• Pakistan sports minister threatens India with sport boycott
• Indian officials say visa concerns were behind IPL rejections
South Asia’s latest cricket spat went political today as the governments of Pakistan and India engaged in a bout of diplomatic mud-slinging following the exclusion of Pakistani players from the forthcoming Indian Premier League.
None of the 11 Pakistanis on offer were selected at last Tuesday’s IPL player auction – even though several were part of the squad that won last year’s World Twenty20 championship – triggering a wave of indignation.
Today Pakistan’s sports minister, Aijaz Jakhrani, condemned the “humiliating” affair and threatened to boycott other sporting events between the two countries. A parliamentary delegation pulled out of a visit to New Delhi as the speaker of parliament, Fehmida Mirza, spoke of a “planned conspiracy”.

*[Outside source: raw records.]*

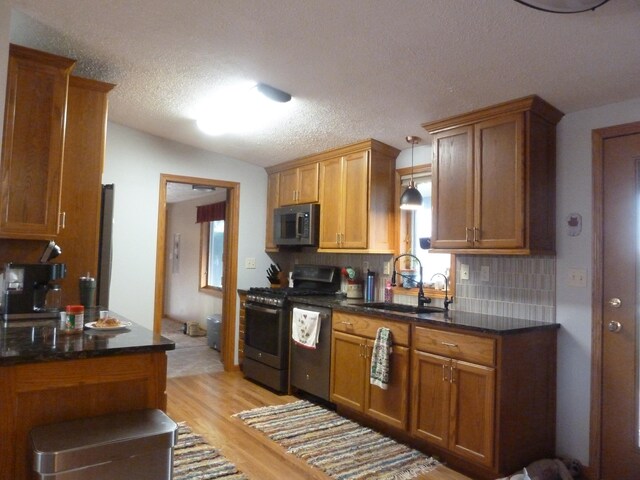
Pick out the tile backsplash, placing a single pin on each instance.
(518, 287)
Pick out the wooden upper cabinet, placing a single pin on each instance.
(355, 186)
(494, 179)
(299, 185)
(33, 144)
(84, 151)
(273, 191)
(344, 201)
(357, 203)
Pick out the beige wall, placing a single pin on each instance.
(183, 299)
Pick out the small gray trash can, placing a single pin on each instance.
(128, 445)
(214, 326)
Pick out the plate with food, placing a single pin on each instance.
(108, 323)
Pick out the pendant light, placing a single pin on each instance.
(411, 199)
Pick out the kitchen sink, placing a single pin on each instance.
(400, 308)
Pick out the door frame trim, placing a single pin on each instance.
(230, 273)
(598, 137)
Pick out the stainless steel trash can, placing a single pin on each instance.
(131, 445)
(214, 324)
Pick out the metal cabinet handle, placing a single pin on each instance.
(614, 327)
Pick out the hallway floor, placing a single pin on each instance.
(192, 355)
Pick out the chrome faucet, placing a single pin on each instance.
(422, 300)
(447, 301)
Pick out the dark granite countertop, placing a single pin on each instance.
(32, 341)
(477, 322)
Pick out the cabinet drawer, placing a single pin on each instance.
(368, 326)
(456, 345)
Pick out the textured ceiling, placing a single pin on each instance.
(357, 68)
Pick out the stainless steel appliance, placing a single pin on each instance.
(268, 324)
(30, 290)
(297, 225)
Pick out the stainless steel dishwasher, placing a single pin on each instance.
(310, 369)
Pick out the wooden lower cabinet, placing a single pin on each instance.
(351, 364)
(483, 402)
(57, 391)
(454, 405)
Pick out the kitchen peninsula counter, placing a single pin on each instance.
(49, 377)
(42, 341)
(473, 322)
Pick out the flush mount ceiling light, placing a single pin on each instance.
(242, 109)
(411, 199)
(563, 6)
(273, 93)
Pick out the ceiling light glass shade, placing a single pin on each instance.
(273, 93)
(411, 199)
(240, 109)
(563, 6)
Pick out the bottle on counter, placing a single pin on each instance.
(72, 319)
(388, 292)
(370, 287)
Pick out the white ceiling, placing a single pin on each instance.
(357, 68)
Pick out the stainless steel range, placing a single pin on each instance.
(267, 329)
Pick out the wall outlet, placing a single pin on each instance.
(577, 277)
(387, 268)
(464, 271)
(484, 273)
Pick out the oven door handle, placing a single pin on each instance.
(261, 309)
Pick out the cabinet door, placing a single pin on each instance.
(348, 368)
(308, 183)
(452, 197)
(355, 202)
(273, 191)
(431, 398)
(390, 405)
(472, 411)
(331, 213)
(499, 182)
(32, 150)
(288, 187)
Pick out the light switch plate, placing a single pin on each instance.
(464, 271)
(577, 277)
(484, 273)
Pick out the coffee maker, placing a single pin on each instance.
(29, 290)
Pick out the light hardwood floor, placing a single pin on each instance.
(207, 401)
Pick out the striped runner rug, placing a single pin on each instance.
(195, 459)
(343, 449)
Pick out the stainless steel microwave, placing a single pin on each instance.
(297, 225)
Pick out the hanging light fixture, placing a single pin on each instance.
(563, 6)
(411, 199)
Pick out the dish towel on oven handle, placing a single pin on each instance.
(305, 327)
(381, 358)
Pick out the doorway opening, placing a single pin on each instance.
(170, 248)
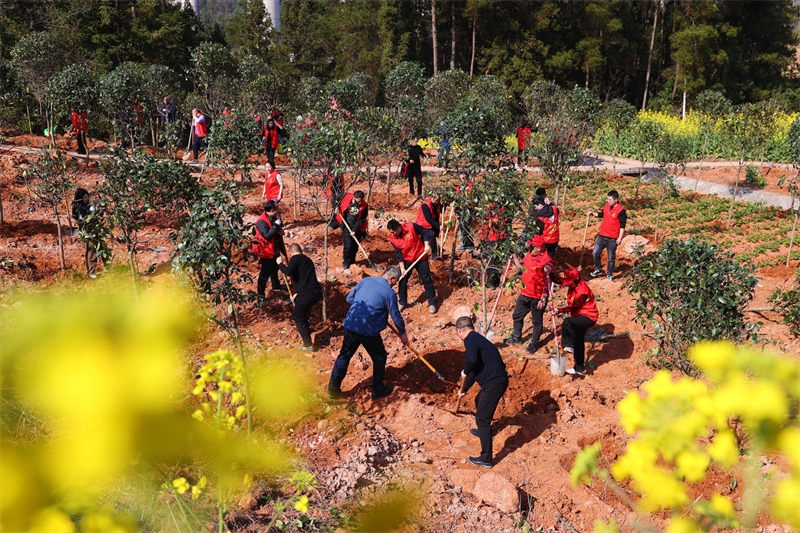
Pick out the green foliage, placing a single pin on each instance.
(693, 291)
(210, 246)
(73, 87)
(787, 303)
(136, 184)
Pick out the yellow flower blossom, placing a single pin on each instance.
(302, 504)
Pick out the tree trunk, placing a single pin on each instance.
(702, 156)
(474, 32)
(452, 34)
(650, 55)
(433, 36)
(735, 192)
(791, 239)
(325, 275)
(60, 239)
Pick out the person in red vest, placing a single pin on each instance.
(547, 214)
(410, 242)
(523, 141)
(429, 216)
(353, 210)
(273, 185)
(79, 129)
(272, 132)
(199, 132)
(583, 312)
(612, 231)
(266, 245)
(537, 266)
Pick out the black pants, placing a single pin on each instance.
(197, 144)
(525, 305)
(423, 268)
(270, 155)
(81, 143)
(415, 171)
(302, 311)
(572, 331)
(349, 247)
(376, 351)
(269, 270)
(609, 244)
(485, 405)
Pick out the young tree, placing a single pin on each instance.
(48, 181)
(232, 141)
(137, 184)
(616, 115)
(672, 152)
(693, 291)
(713, 107)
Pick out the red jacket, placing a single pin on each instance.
(550, 231)
(435, 209)
(272, 188)
(534, 279)
(523, 136)
(581, 302)
(409, 244)
(610, 226)
(78, 122)
(263, 248)
(346, 204)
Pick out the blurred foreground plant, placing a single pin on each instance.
(683, 428)
(90, 383)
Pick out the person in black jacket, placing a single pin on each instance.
(307, 291)
(484, 365)
(414, 167)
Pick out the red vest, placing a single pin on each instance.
(533, 279)
(434, 208)
(200, 129)
(346, 204)
(263, 248)
(78, 122)
(271, 137)
(409, 244)
(588, 309)
(271, 186)
(610, 225)
(550, 232)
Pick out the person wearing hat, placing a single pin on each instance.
(583, 312)
(537, 266)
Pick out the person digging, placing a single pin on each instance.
(537, 265)
(583, 312)
(372, 301)
(484, 365)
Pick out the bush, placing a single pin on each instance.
(787, 303)
(693, 291)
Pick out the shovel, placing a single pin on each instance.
(410, 347)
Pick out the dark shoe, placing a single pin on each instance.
(513, 341)
(477, 461)
(579, 370)
(384, 391)
(334, 393)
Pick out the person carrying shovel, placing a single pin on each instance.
(583, 312)
(483, 364)
(412, 248)
(308, 291)
(351, 216)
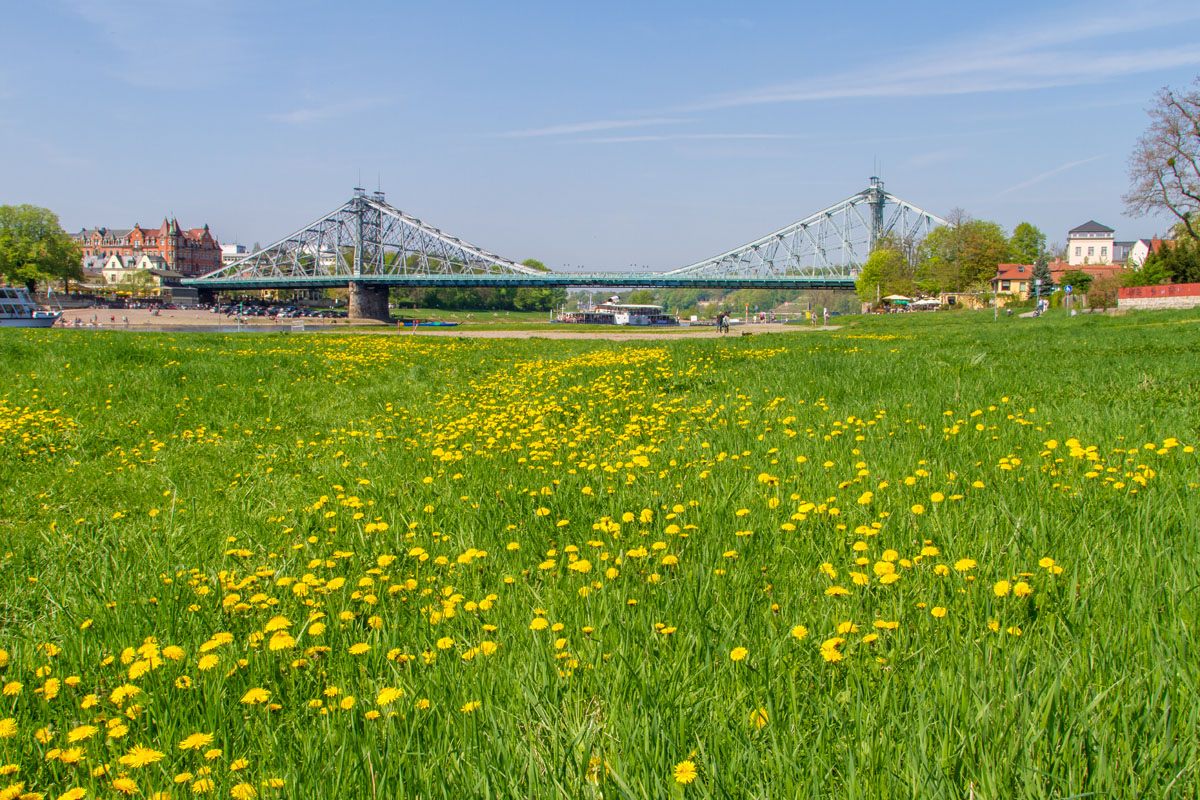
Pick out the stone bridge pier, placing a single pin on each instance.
(369, 304)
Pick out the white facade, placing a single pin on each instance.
(1092, 246)
(231, 253)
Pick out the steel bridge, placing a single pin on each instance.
(369, 245)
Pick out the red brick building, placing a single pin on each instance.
(189, 252)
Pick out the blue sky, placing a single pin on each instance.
(601, 134)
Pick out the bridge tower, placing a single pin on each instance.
(876, 198)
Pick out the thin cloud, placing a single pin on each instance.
(678, 137)
(597, 125)
(935, 157)
(1043, 53)
(316, 113)
(1049, 173)
(1017, 71)
(208, 54)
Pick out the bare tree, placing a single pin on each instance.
(1165, 164)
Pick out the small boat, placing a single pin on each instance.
(18, 310)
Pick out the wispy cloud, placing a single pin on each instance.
(1065, 49)
(208, 54)
(1043, 54)
(595, 125)
(322, 112)
(683, 137)
(1049, 173)
(931, 158)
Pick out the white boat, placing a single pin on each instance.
(18, 310)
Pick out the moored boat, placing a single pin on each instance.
(18, 310)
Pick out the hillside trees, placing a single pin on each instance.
(961, 256)
(1027, 244)
(1164, 167)
(34, 247)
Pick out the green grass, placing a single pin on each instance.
(160, 488)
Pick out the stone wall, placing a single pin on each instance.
(1173, 295)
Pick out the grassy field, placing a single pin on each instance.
(919, 557)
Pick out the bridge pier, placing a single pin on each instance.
(369, 302)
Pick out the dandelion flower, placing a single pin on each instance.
(139, 757)
(388, 695)
(125, 785)
(196, 741)
(685, 773)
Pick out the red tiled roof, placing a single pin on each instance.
(1014, 272)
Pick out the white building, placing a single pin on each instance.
(1090, 244)
(231, 253)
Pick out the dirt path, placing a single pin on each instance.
(625, 335)
(141, 319)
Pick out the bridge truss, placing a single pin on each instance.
(369, 242)
(832, 242)
(365, 239)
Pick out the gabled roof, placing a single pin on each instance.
(1014, 272)
(1091, 227)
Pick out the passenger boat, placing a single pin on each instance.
(18, 310)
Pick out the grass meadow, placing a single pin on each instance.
(918, 557)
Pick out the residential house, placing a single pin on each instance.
(1014, 280)
(1091, 244)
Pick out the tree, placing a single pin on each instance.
(34, 247)
(1177, 262)
(1164, 168)
(961, 256)
(1042, 272)
(883, 274)
(1078, 281)
(1026, 244)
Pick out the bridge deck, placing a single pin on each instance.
(565, 280)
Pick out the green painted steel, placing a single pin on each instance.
(550, 280)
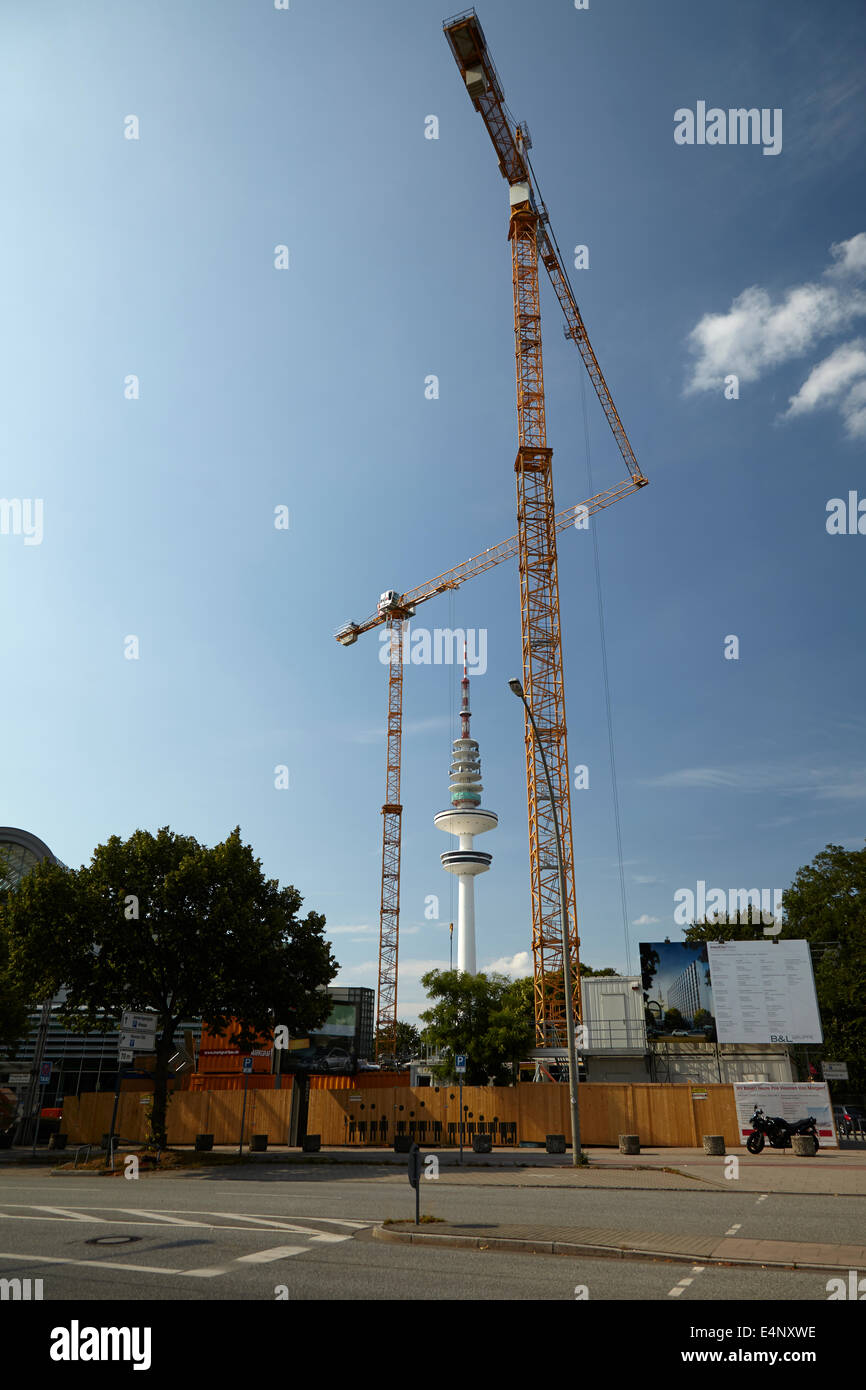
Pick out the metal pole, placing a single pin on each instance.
(573, 1082)
(117, 1093)
(242, 1114)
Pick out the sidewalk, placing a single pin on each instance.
(599, 1243)
(833, 1172)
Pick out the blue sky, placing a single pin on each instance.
(305, 388)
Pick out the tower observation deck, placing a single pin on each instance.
(466, 819)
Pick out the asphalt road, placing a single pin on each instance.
(306, 1235)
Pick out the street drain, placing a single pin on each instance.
(111, 1240)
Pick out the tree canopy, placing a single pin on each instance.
(488, 1018)
(164, 923)
(826, 906)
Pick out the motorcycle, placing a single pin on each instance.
(777, 1132)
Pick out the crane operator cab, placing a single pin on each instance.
(388, 602)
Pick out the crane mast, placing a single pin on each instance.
(540, 612)
(531, 239)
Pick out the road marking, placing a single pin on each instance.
(91, 1264)
(171, 1221)
(60, 1211)
(156, 1219)
(262, 1257)
(285, 1225)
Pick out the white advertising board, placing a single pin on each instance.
(834, 1070)
(136, 1041)
(763, 991)
(790, 1100)
(132, 1022)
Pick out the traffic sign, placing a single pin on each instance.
(416, 1162)
(132, 1022)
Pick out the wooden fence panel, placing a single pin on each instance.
(659, 1114)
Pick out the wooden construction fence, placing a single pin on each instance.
(662, 1115)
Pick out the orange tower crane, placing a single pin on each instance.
(541, 631)
(396, 609)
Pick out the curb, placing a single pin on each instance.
(563, 1247)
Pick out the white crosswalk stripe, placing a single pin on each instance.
(262, 1257)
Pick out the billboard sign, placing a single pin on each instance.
(791, 1101)
(763, 991)
(730, 991)
(677, 991)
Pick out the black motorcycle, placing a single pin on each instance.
(777, 1132)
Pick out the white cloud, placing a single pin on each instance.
(824, 783)
(850, 257)
(759, 334)
(517, 966)
(838, 378)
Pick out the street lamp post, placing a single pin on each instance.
(576, 1150)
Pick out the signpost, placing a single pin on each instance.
(248, 1068)
(460, 1070)
(416, 1161)
(138, 1034)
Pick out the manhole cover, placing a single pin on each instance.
(111, 1240)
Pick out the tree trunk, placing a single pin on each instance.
(156, 1129)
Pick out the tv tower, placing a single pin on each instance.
(466, 819)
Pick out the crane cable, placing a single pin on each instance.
(603, 644)
(542, 210)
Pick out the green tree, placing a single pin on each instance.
(487, 1018)
(161, 922)
(14, 1005)
(407, 1041)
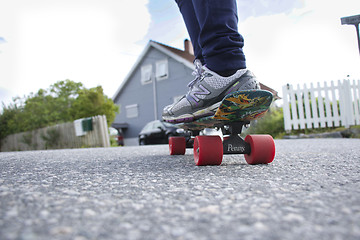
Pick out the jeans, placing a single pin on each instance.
(212, 26)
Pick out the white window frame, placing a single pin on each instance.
(146, 72)
(162, 69)
(132, 111)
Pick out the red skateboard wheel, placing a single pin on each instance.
(262, 149)
(177, 145)
(208, 150)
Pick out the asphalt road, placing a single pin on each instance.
(310, 191)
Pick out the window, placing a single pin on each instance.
(132, 111)
(162, 70)
(146, 72)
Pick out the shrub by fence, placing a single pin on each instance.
(59, 137)
(322, 106)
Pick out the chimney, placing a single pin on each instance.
(188, 47)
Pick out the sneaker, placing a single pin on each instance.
(206, 92)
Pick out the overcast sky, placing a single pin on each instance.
(96, 42)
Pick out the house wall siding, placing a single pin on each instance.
(134, 92)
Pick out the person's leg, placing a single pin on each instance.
(212, 25)
(220, 42)
(187, 10)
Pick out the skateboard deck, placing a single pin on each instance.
(236, 110)
(240, 106)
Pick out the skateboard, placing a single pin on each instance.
(236, 110)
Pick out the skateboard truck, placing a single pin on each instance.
(234, 144)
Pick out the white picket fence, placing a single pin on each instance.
(322, 106)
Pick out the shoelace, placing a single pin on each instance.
(197, 73)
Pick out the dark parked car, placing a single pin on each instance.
(158, 132)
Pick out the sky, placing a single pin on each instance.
(97, 42)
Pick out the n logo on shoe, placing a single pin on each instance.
(202, 91)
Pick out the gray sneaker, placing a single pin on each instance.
(206, 92)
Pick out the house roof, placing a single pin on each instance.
(181, 56)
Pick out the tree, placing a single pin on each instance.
(91, 102)
(63, 101)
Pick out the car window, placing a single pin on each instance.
(157, 125)
(148, 126)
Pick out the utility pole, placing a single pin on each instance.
(353, 20)
(153, 78)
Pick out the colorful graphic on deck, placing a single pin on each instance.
(236, 107)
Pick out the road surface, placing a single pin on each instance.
(310, 191)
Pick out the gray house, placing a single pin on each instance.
(158, 78)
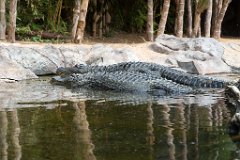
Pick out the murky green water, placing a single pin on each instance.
(112, 127)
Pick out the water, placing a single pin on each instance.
(49, 122)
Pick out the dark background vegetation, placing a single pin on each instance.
(128, 16)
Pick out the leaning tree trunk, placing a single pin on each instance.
(189, 18)
(201, 5)
(81, 22)
(208, 19)
(214, 15)
(179, 31)
(164, 15)
(221, 13)
(150, 21)
(95, 19)
(2, 20)
(76, 14)
(12, 20)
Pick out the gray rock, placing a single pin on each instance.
(10, 70)
(195, 55)
(101, 54)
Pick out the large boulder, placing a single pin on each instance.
(195, 55)
(100, 54)
(11, 70)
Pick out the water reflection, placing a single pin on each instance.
(3, 135)
(90, 130)
(83, 136)
(14, 140)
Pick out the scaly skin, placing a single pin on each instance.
(157, 70)
(124, 81)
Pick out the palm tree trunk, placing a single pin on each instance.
(180, 15)
(81, 21)
(221, 13)
(189, 17)
(95, 18)
(208, 19)
(12, 20)
(164, 15)
(2, 20)
(76, 14)
(150, 20)
(214, 15)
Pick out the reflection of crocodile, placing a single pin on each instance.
(149, 69)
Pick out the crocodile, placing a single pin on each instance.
(123, 81)
(157, 70)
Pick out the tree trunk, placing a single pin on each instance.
(180, 15)
(101, 19)
(164, 15)
(214, 15)
(150, 20)
(189, 17)
(2, 20)
(76, 14)
(221, 13)
(208, 19)
(82, 21)
(12, 20)
(196, 24)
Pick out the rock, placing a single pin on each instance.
(10, 70)
(44, 60)
(234, 49)
(195, 55)
(101, 54)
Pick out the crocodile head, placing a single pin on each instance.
(66, 71)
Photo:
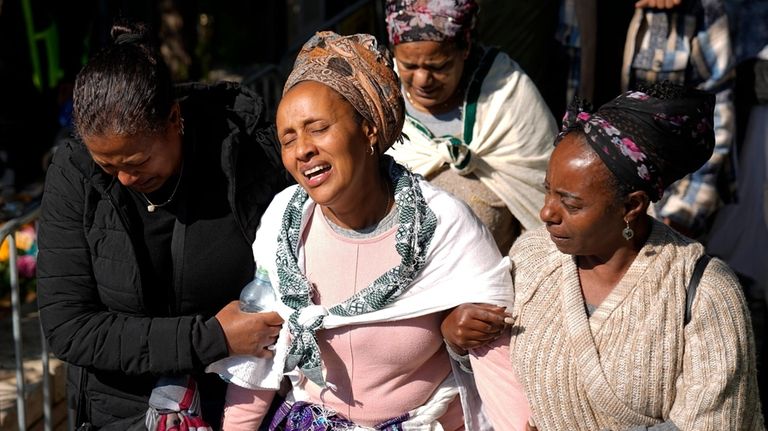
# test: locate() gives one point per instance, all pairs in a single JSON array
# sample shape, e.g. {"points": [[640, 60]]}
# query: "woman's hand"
{"points": [[657, 4], [473, 325], [249, 333]]}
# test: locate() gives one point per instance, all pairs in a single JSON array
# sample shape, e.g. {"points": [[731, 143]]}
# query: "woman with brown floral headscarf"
{"points": [[476, 125], [364, 257]]}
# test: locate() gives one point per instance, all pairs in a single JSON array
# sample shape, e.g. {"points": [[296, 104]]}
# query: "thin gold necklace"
{"points": [[152, 207]]}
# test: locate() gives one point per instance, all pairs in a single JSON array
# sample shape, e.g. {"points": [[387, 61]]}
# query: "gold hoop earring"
{"points": [[627, 233]]}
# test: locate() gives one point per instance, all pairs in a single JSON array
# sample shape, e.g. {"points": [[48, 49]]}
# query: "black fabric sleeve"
{"points": [[78, 326]]}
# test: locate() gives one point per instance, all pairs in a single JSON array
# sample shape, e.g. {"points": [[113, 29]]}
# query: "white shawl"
{"points": [[508, 129], [463, 266]]}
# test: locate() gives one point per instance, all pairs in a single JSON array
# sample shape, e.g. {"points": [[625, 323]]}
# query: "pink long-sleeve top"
{"points": [[381, 370]]}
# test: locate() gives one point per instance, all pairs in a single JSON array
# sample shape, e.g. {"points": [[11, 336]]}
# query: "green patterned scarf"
{"points": [[416, 227]]}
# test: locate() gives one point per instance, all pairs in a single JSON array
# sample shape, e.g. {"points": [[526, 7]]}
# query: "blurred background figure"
{"points": [[740, 232], [476, 125]]}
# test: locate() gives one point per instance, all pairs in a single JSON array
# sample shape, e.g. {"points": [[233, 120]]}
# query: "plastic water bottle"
{"points": [[257, 295]]}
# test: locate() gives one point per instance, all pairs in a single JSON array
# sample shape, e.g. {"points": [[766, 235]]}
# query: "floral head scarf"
{"points": [[435, 20], [647, 142], [358, 69]]}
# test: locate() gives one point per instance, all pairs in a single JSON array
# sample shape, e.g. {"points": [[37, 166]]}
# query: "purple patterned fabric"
{"points": [[435, 20], [647, 142], [303, 416]]}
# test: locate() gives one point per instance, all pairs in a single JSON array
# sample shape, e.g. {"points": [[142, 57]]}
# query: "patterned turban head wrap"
{"points": [[647, 142], [434, 20], [361, 71]]}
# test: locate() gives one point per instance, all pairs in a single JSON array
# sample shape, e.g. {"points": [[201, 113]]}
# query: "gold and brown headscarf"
{"points": [[361, 71]]}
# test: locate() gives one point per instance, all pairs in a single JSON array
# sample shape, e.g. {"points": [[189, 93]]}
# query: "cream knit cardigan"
{"points": [[633, 362]]}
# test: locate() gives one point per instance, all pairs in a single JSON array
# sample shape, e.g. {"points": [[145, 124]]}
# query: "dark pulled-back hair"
{"points": [[126, 88]]}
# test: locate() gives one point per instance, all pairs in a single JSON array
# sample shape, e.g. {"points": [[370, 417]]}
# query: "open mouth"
{"points": [[316, 171]]}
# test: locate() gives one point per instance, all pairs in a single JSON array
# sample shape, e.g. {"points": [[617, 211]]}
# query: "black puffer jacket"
{"points": [[95, 312]]}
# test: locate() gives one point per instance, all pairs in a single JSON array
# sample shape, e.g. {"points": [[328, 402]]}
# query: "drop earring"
{"points": [[627, 233]]}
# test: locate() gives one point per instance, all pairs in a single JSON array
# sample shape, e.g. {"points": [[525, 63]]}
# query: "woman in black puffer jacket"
{"points": [[146, 231]]}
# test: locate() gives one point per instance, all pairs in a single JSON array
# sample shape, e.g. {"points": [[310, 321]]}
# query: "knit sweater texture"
{"points": [[634, 361]]}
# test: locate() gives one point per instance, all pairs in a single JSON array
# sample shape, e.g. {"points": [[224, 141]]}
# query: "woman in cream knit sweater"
{"points": [[602, 340]]}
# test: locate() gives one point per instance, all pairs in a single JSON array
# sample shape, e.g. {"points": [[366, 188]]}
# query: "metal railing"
{"points": [[7, 230]]}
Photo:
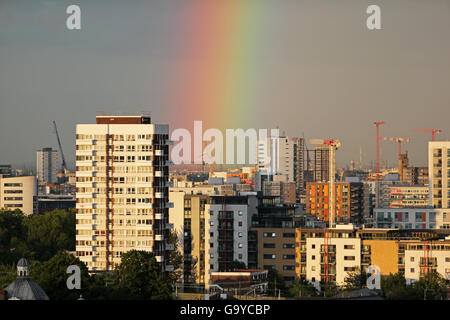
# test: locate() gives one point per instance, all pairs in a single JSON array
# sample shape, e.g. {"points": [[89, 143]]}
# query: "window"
{"points": [[349, 268], [289, 235], [269, 234], [349, 258]]}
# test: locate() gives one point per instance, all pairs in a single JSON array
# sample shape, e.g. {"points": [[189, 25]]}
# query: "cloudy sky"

Pakistani television coverage of the story was awash with outrage. Among those excluded was the flamboyant all-rounder Shahid Afridi who, paradoxically, featured prominently on IPL advertising billboards in India.
But Indian cricket officials said the Pakistan players were rejected over fears that their visas could be revoked amid continuing tensions between the two countries – cross-border exchanges of fire erupted in disputed Kashmir earlier this week – while the Indian government insisted there was no political hand in the rejection.
“The government has nothing to do with the IPL,” said the Indian foreign minister, SM Krishna. His ministry issued a statement urging Pakistan to “introspect on the reasons which have put a strain on relations between India and Pakistan”.
Pakistani analysts agreed the players may have fallen foul of a combination of bad politics and cold financial logic. “It’s a hard business decision,” said Osman Samiuddin of cricinfo.com. “The clubs were worried the Pakistani players might get visas this year but not the next. If that happens they lose their investment.”
What is not clear is why the Pakistanis were allowed to proceed to auction: according to some Indian reports it had been clear for several days that the IPL would shun them.
The former Pakistan Test player Aftab Gul said he was sure “some level” of pressure had been exerted on Indian clubs. But he said the principal fault laid with the Pakistan Cricket Board, which has come in for frequent criticism over its management of the game. “It’s all very easy to blame Indians. When there’s no rain, sugar or wheat, they are the bogeyman. But I’d like to take stock of what’s happening in Pakistan. Our cricket is in tatters,” he said.
Cricket has long been hostage to diplomatic relations between the two countries. International fixtures have been suspended, sometimes for decades, due to outbreaks of war in 1965, 1971 and 1999.
But cricket has also been used as an icebreaker. In 2005, the then president Pervez Musharraf took advantage of a fixture in New Delhi to advance peace talks with his Indian counterpart, Manmohan Singh, in an episode that became dubbed “cricket diplomacy”.
Now, though, relations are at a low again. The November 2008 Mumbai terrorist attacks, which caused India to cancel a planned tour of Pakistan one year ago. As seen in the latest row, what happens in south Asian politics inevitably spills on to the cricket pitch.